The intention for the pallet village is to provide a transition opportunity, a possibility for people to have their immediate safety needs met, while they work on finding longer-term housing.

Tim Joubert, the city’s fire chief and a member of the task force, said even moving people from a tent in the woods to a secure, fixed address would be a benefit to city services.

Joubert said he’s spoken to officials in Burlington, and found the pallet village there was not a meaningful source of emergency calls.

“The impact was minimal, because it’s a managed care system, there are people in charge there, the people living in that community are identified and their needs are being met,” Joubert said. “The use of 911 wasn’t needed there, they are already in a system of care.”

That’s in stark contrast to the situation of unmanaged homelessness, where people are often pushed into makeshift shelters such as tents, which they place in areas that are hard to find, and often difficult to access.

A routine medical call, Joubert said, usually takes two personnel from the fire department to handle. But when someone in a homeless encampment is in medical crisis, it takes usually at least seven people to respond. “It takes a lot of manpower to go in and find someone, and then to carry them out,” he said. “It does have an impact on what we do.”

Joubert praised the work of the task force. “One thing we keep talking about is that there’s not one solution to this project,” he said. “It’s going to be a handful of things to improve the situation, it’s looking at it from all sides.”

Shawn Rowell, 56, has had two experiences with homelessness. The first came as a young man, when he was experiencing alcoholism. He’s been sober for more than 30 years, but still found himself in the situation so many do, when one misfortune spun him back into crisis.

Last summer, Rowell was riding his bike in Concord, on the way to a friend’s house where he was planning to stay for a while. Someone jumped out from the shadows and knocked him from his bike, beat him and stole everything they could take from him — his wallet, his banking information, his identification and his bike.

“I had a support network, but my phone was stolen from me, and I was unable to reach out. I was in a predicament,” Rowell said.

Despite the fact that Rowell held firm to his sobriety, he still fell into homelessness. He knew, though, he had many contacts in Laconia, so he made his way here and, after six weeks of living unhoused, he was able to start to rebuild again.

“I was able to piece my life back together, through my faith and people who really love and care for me,” Rowell said. He’s currently living in a sober home in Laconia, where he has gone through recovery coach training and helps other people to wrest back control over their lives.

He said the recent experience with homelessness gave him a fresh perspective.

“It’s a trauma within itself, becoming homeless, dealing with the basic needs of everyday living: hygiene, toiletries, all that stuff. People don’t realize the burden that takes,” he said. “The basic need for survival came first. Where am I going to eat, where am I going to sleep tonight? Those basic survival needs come first and foremost.”

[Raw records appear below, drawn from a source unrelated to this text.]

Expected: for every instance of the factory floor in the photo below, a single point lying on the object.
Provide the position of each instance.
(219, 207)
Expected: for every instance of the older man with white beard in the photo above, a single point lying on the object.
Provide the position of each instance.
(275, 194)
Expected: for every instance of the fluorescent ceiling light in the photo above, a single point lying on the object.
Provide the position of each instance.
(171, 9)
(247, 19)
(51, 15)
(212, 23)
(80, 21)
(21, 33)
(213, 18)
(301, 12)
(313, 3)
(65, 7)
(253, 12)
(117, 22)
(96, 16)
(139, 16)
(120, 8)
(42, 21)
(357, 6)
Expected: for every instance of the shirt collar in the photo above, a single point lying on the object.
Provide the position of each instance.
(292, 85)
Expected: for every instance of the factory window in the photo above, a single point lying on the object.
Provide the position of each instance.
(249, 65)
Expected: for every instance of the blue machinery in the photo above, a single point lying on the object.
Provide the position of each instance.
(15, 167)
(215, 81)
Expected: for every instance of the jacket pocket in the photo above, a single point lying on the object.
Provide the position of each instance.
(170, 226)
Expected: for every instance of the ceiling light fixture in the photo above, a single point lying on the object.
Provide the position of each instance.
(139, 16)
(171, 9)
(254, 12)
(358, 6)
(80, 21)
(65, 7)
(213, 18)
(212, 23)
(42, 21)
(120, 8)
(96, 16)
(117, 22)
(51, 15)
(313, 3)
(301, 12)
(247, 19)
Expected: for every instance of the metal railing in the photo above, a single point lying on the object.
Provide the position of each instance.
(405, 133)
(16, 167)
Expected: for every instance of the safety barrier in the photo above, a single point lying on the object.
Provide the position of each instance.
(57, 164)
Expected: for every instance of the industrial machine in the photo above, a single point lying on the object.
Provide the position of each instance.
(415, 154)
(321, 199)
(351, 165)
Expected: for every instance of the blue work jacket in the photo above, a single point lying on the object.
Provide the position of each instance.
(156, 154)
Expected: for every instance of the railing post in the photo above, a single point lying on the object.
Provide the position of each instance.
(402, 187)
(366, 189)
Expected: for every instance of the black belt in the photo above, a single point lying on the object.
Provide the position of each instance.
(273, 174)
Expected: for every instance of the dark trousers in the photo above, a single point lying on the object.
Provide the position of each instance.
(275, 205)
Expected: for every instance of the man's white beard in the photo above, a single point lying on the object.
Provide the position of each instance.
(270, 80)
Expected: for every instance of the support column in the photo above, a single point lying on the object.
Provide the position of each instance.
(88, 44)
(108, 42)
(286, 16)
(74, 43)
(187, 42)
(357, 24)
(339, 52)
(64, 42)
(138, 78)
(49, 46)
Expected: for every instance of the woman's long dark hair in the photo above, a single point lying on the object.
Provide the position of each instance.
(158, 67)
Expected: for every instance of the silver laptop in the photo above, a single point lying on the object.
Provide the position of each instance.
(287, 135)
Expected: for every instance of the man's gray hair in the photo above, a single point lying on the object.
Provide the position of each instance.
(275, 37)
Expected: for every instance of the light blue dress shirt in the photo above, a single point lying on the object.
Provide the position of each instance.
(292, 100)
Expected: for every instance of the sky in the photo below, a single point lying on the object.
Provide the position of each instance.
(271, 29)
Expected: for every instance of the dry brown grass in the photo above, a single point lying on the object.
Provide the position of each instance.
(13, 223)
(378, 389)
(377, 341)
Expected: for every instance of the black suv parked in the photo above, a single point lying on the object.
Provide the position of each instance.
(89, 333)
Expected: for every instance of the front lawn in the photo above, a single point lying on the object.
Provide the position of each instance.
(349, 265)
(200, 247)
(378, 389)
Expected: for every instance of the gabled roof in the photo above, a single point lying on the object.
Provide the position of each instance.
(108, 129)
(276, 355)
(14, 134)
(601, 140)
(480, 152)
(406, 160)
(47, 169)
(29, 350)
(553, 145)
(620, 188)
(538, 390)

That’s the power of transitional housing, he said. It allows people to take certain basics for granted, and instead think about their longer-term needs and desires.

“It’s just that hand-up, everything would be in one place. … It’s a stepping stone to a better solution, a more permanent solution,” and the current two proposals in development are only the first of many such stepping stones needed, Rowell said. “More low-income housing, being able to direct them into jobs, job training, mental health counseling, substance abuse counseling, all those hands-up are hugely lacking in the community right now.

“Some people are working really hard, compassionately and empathetically, to change that,” Rowell added. “It really goes to my heart. I can’t keep what I have unless I share it. By sharing my message of hope with others, it gives them hope.”